Em seu Art. 13, a medida tornou crime constranger o preso a “exibir-se ou ter seu corpo ou parte dele exibido à curiosidade pública”.

De acordo com um levantamento feito pelo G1, policiais militares e civis de ao menos 10 Estados deixaram de divulgar em redes sociais e à imprensa nomes e fotos de suspeitos desde que a norma passou a valer.

Segundo especialistas ouvidos pela ConJur, o fato de já ser possível notar os primeiros efeitos da lei é motivo de comemoração. Eles também ressaltaram que a norma valoriza o princípio da presunção de inocência. 

Para o advogado criminalista e professor universitário Alberto Zacharias Toron, deixar de divulgar o retrato dos presos é uma iniciativa louvável. “Isso preserva a imagem dessas pessoas, que são presumidamente inocentes. Acho que é um grande avanço”, afirma. 

Ainda de acordo com ele, “se houver aceitação por parte do preso [de ter sua imagem difundida], é outra coisa. Mas não havendo, ele não pode ser mostrado como uma espécie de troféu, como vinha ocorrendo”. 

De acordo com o advogado Pierpaolo Bottini, a exposição de presos pelas autoridades “sempre afetou a dignidade humana”. Ele também argumenta que, independentemente do contexto, os detentos “são pessoas ainda não julgadas, cuja imagem deve ser preservada”. 

“A lei apenas reforça algo que já deveria ser praticado, pois decorre da própria ideia de presunção de inocência prevista na Constituição”, afirma o criminalista. 

João Martinelli, professor da Escola de Direito do Brasil (EDB), diz que a polícia tem agido bem ao ocultar a identidade dos suspeitos. “A presunção de inocência é um direito fundamental, que inclui não ter a identidade divulgada enquanto o acusado não for condenado”, afirma. 

Martinelli também diz que “o acusado tem direito de ser tratado como inocente até eventual condenação”. “A presunção de inocência é direito que deve ser respeitado dentro e fora do processo.”

Respeito à privacidade
Para Benedido Cerezzo Pereira Filho, professor de Direito da UnB, embora a lei seja bem-vinda, o respeito à privacidade do preso já estava previsto na Constituição. 

“A resistência da polícia sempre ressaltou uma falta de conhecimento aos direitos da cidadania redundando no total desrespeito aos direitos dos cidadãos, principalmente antes da Constituição entrar em vigor, em 1988. Somente com a Constituição os direitos fundamentais foram positivados e a prisão passou a ser controlada”, diz.

Para o criminalista Daniel Bialski, “o que acontecia antes era uma falta de norma reguladora — por parte de alguns — , mas agora as autoridades estão mais atentas, justamente porque a exposição indevida sempre foi um abuso desnecessário”. 

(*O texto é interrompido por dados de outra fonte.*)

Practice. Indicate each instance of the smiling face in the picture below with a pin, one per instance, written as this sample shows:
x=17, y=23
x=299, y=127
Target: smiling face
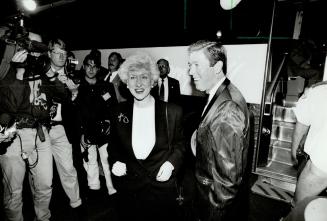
x=91, y=69
x=58, y=56
x=139, y=84
x=203, y=74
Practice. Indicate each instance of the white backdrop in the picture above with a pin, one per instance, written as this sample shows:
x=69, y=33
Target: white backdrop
x=245, y=66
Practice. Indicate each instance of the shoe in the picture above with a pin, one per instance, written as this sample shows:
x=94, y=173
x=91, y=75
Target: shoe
x=112, y=191
x=80, y=213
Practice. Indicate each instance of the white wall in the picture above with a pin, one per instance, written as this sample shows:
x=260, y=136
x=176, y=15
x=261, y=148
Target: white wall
x=245, y=66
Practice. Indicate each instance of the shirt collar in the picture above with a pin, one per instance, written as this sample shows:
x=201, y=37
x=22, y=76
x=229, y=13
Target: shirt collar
x=215, y=88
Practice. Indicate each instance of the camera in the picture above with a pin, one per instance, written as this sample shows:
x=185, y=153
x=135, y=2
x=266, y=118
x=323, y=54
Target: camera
x=16, y=35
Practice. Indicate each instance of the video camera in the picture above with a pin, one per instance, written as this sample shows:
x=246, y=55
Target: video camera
x=16, y=35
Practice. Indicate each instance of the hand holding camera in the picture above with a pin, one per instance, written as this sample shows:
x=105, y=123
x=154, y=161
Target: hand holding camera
x=165, y=171
x=119, y=169
x=19, y=58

O criminalista Conrado Gontijo pondera que “a autoridade pública não pode dizer que alguém é culpado antecipadamente, e isso é evidente”. No entanto, afirma, “nada impede a veiculação da imagem de um suspeito, por exemplo, desde que adotados os cuidados no sentido de que há apenas uma investigação, sendo ainda incerta a definição sobre as efetivas responsabilidades”.

Para o criminalista Wellington Arruda, a lei é benéfica para o suspeito, que terá garantida sua condição de inocente até o trânsito em julgado, e para a polícia, que deixará de receber críticas devido a excessos cometidos por agentes. 

“A violação ocorria quando o sensacionalismo por parte de alguns órgãos de imprensa, e os ares de vingança social perpetrado por alguns maus policiais extrapolavam as garantias constitucionais de todo homem e mulher deste país, em especial, os pobres e negros, clientes assíduos do sistema prisional brasileiro”, diz. 

Cerceamento da imprensa
Já a delegada Raquel Kobashi Gallinati, presidente do Sindicato dos Delegados de Polícia do Estado de São Paulo, diverge da opinião de que a norma seja benéfica para a polícia. 

“A nova lei pode ser considerada um ‘estatuto da criminalidade’, porque prejudica o trabalho da polícia e beneficia os criminosos, ao invés de privilegiar o sucesso da investigação, que é o interesse da sociedade”. 

Ela também afirma que “a imprensa, grande aliada da polícia ao divulgar imagens de presos e que tanto colabora para as investigações, também tem a sua ação cerceada, a partir do momento em que autoridades públicas não estão mais seguras para transmitir informações aos jornalistas, sob risco de serem condenadas judicialmente”.